I can think of several examples when someone in my family received extraordinary service. One that always comes to mind is my husband’s experience with Nordstrom. Service is legendary at Nordstrom, and I know a quilt shop owner who took a part-time job at Nordstrom to learn its service training. Back to my story: My husband purchased a suit at Nordstrom and on the first wearing, he caught the sleeve on the rear windshield wiper of the SUV, and it tore. We called the store to see if they could get another jacket or fabric so their tailor could replace the sleeve, anything to avoid a loss. It was irreparable. What happened next falls into the extraordinary category. My husband’s salesman called and offered my husband any suit in the store as a replacement, gratis. Wow, that’s extraordinary.
For me, when I stop at the local quilt shop, ordinary would be greeting me and asking if I need help. Moving toward extraordinary might be steering me toward the new items. It would be telling me what fabric has just arrived or the experiences of customers with some of the newer notions. It would be asking me to share my latest project. It might be showing me photos of samples other customers made to inspire me or introducing me to other customers or inviting me to the local sit and stitch at your shop. Really extraordinary might be giving me a fat quarter folded into a flower because it was my birthday, or I just moved into town, or I was having a really bad day.

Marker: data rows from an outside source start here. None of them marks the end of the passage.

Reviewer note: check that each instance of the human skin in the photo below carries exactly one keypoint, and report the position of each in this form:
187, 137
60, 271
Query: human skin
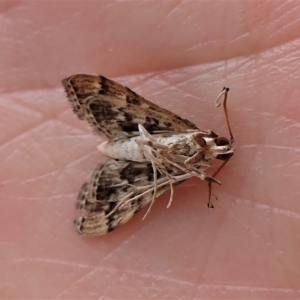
178, 54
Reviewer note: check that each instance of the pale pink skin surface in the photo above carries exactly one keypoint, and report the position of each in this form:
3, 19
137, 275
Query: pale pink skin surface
248, 246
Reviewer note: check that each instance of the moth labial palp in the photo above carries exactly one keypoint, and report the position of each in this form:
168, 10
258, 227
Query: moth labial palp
150, 151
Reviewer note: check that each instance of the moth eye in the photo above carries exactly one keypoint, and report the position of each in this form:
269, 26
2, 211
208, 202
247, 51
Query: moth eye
200, 140
221, 141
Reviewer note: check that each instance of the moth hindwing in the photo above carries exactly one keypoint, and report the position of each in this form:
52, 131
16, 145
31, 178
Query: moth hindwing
150, 150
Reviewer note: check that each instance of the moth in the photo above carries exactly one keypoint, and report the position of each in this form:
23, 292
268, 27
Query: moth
150, 150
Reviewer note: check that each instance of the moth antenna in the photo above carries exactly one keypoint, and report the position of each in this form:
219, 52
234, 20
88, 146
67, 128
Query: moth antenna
225, 93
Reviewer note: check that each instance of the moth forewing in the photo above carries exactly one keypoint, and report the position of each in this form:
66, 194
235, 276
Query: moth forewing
150, 150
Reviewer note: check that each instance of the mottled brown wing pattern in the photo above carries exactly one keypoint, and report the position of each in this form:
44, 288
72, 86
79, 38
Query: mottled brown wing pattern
112, 184
111, 108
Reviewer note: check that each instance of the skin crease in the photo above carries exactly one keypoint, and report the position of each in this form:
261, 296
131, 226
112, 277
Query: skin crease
178, 54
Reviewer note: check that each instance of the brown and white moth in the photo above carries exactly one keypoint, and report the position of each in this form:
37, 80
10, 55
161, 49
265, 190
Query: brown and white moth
150, 150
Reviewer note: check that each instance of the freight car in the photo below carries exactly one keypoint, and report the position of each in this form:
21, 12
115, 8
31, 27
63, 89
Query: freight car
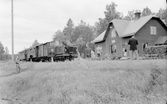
47, 51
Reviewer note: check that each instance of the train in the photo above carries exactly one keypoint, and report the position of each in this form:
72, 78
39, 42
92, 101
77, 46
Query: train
49, 51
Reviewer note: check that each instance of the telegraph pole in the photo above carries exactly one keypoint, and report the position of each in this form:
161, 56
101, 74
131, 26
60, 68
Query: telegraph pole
12, 31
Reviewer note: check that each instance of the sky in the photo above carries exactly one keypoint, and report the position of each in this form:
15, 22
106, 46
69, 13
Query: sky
40, 19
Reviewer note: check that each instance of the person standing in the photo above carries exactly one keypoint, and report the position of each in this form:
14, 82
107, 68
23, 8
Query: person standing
18, 69
133, 48
99, 51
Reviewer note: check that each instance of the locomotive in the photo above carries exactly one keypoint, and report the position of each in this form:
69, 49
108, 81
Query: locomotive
54, 50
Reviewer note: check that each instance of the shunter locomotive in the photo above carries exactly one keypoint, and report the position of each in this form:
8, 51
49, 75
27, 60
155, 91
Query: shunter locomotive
56, 50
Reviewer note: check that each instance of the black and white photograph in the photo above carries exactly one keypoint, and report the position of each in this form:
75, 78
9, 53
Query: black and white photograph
83, 51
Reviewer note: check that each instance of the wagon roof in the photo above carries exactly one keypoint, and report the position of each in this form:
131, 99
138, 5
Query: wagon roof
161, 40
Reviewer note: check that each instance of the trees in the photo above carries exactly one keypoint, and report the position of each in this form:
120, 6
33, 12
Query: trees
162, 14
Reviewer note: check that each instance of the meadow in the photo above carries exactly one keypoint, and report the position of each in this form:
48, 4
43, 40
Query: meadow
85, 82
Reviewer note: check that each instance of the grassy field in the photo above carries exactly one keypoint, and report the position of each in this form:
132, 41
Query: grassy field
85, 82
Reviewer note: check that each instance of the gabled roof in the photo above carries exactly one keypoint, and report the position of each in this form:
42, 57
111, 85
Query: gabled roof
135, 25
126, 28
161, 40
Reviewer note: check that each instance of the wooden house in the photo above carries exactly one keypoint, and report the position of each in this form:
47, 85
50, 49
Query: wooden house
148, 30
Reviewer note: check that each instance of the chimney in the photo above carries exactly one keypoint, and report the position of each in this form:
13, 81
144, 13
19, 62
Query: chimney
137, 15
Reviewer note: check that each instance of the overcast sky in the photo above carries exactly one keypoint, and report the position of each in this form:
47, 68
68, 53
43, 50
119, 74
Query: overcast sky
39, 19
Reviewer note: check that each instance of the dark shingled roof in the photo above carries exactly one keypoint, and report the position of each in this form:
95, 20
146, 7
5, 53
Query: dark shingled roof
126, 28
161, 40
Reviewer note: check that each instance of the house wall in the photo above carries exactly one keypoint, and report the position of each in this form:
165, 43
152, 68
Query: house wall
103, 45
144, 36
106, 45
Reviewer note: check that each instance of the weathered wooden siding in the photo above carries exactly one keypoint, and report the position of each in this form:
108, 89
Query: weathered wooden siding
144, 36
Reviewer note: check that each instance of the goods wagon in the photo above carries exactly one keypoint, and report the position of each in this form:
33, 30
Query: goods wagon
47, 51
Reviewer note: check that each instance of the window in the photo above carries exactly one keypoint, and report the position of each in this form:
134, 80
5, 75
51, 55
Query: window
113, 33
113, 49
153, 30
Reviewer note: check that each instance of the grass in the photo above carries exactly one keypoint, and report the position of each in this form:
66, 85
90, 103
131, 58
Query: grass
87, 82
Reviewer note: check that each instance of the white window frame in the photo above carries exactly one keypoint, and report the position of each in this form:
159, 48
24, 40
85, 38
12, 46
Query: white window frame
153, 30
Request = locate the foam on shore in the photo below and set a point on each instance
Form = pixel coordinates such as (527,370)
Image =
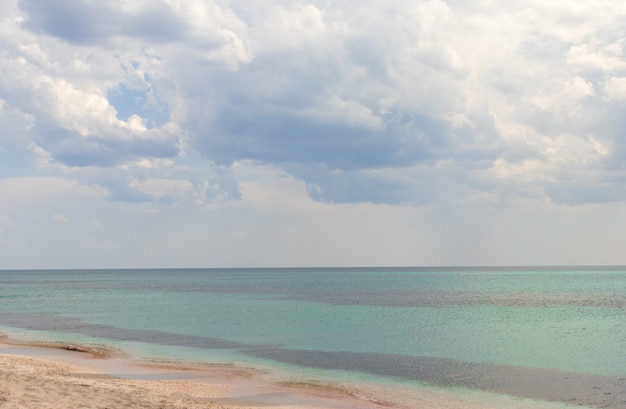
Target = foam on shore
(59,375)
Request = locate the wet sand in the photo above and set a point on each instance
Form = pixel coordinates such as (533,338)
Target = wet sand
(71,376)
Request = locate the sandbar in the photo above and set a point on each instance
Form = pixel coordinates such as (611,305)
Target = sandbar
(76,376)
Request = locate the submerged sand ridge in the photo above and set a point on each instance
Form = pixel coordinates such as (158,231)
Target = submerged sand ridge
(94,377)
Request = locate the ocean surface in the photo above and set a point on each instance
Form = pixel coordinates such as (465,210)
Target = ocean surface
(551,334)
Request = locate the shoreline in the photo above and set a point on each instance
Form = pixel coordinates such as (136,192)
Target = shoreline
(65,375)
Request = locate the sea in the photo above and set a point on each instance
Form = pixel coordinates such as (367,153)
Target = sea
(545,334)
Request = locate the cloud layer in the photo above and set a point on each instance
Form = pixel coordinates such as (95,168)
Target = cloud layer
(419,105)
(364,102)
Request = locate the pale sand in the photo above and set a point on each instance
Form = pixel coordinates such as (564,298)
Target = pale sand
(45,378)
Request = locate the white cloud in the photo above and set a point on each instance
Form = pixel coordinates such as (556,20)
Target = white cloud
(333,112)
(59,218)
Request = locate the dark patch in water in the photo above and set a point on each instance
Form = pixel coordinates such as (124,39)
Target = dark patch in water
(542,384)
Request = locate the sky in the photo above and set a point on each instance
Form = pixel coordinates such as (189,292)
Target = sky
(275,133)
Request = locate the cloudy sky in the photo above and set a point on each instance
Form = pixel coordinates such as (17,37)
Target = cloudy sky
(228,133)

I think what takes ordinary service to extraordinary is that it establishes a personal relationship between the parties. It’s an experience for the receiver, and, as the receiver, it’s one you want to share with anyone who will listen. And, it’s one that reaps rewards for the giver way beyond the service provided. I also believe this extraordinary attitude also starts at the top, and the business owner needs to look for ways to encourage her employees to provide extraordinary service. I’m not saying do this for everyone or all the time. It’s hard enough to be excellent every day, all day. Try looking for for simple ways that you can express support, affection and a desire to serve your customers in an extraordinary way. Here are some suggestions:
1. Have some fat quarters set aside for gifting on a random basis.
2. Have a quarterly luncheon and invite some of your best customers. And, ask them to bring a friend.

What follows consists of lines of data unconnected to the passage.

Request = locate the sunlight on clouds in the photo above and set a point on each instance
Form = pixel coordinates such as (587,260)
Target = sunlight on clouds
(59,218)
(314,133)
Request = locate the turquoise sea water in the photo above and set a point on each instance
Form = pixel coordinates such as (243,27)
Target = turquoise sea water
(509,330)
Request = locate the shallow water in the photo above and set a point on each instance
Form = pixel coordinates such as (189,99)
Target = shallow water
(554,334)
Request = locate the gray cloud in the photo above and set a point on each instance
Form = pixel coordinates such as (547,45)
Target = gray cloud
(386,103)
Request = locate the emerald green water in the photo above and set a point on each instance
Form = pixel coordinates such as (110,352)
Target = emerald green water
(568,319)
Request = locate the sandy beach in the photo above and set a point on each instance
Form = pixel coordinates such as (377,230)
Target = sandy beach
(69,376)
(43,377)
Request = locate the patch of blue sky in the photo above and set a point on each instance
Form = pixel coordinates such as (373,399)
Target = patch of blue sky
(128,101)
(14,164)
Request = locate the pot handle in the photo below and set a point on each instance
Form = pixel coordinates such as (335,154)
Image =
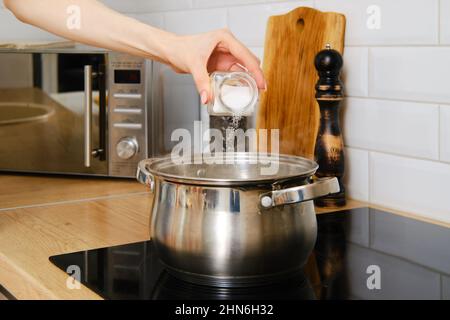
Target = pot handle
(144,176)
(319,188)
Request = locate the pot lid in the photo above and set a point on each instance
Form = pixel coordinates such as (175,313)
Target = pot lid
(232,169)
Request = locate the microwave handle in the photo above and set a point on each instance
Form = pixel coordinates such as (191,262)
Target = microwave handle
(87,106)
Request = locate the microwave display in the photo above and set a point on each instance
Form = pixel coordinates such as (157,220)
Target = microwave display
(128,76)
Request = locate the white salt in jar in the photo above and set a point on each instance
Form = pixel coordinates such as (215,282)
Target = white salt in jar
(234,94)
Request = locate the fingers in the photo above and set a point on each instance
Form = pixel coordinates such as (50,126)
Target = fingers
(244,55)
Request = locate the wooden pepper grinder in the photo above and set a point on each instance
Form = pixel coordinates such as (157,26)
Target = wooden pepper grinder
(329,149)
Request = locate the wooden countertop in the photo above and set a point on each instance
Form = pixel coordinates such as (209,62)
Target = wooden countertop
(41,216)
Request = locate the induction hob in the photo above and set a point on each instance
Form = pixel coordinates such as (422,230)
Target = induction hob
(361,253)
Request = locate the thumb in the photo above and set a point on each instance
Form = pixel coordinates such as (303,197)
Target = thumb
(201,79)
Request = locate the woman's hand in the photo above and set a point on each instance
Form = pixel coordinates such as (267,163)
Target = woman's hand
(212,51)
(102,27)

3. Today we rarely send or receive much handwritten mail. Once a week, send a handwritten note to one of your customers thanking them for their business.

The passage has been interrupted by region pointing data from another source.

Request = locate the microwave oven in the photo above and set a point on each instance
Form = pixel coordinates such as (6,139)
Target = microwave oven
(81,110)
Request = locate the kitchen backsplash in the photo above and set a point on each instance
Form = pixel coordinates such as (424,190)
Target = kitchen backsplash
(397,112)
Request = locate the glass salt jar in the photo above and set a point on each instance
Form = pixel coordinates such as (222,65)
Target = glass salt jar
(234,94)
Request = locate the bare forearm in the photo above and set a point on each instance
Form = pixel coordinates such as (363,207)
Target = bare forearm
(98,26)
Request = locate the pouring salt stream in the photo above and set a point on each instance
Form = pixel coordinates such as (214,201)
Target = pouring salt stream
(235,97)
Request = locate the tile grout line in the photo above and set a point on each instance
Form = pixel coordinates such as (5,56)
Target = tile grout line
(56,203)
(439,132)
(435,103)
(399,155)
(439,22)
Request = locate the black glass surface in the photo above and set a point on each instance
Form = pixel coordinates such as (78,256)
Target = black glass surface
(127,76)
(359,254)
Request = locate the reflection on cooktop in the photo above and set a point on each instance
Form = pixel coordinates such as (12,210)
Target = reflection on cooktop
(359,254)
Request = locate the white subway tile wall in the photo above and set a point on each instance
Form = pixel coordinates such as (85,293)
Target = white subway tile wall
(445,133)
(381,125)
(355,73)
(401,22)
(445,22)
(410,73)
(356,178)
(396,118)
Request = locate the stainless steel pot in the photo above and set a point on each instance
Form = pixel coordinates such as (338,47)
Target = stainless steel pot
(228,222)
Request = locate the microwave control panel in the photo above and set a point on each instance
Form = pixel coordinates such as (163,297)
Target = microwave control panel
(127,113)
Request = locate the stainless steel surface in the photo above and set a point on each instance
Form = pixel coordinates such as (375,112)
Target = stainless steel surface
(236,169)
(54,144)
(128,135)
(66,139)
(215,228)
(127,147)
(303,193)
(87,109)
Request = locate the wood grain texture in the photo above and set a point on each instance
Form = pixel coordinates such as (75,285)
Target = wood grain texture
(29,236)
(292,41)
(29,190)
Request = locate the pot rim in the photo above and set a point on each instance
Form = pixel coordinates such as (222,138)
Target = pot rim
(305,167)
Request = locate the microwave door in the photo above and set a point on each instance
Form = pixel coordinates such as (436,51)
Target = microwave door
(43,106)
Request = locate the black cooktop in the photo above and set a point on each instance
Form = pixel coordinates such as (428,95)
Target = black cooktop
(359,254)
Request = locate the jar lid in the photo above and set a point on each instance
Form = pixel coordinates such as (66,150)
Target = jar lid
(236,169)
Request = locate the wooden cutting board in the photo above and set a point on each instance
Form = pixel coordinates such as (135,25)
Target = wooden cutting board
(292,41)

4. Call your customer on her birthday.
5. Ask one of your customers to stop back in the office, share a cup of coffee and treat, and get to know him or her.
Once you start to look for ways to provide extraordinary service, you’ll find the ideas are endless. These “extraordinary extras” will set you apart, strengthen your relationships and remind your customers that they aren’t simply the source of your business income.
Please share some examples of extraordinary service you provide.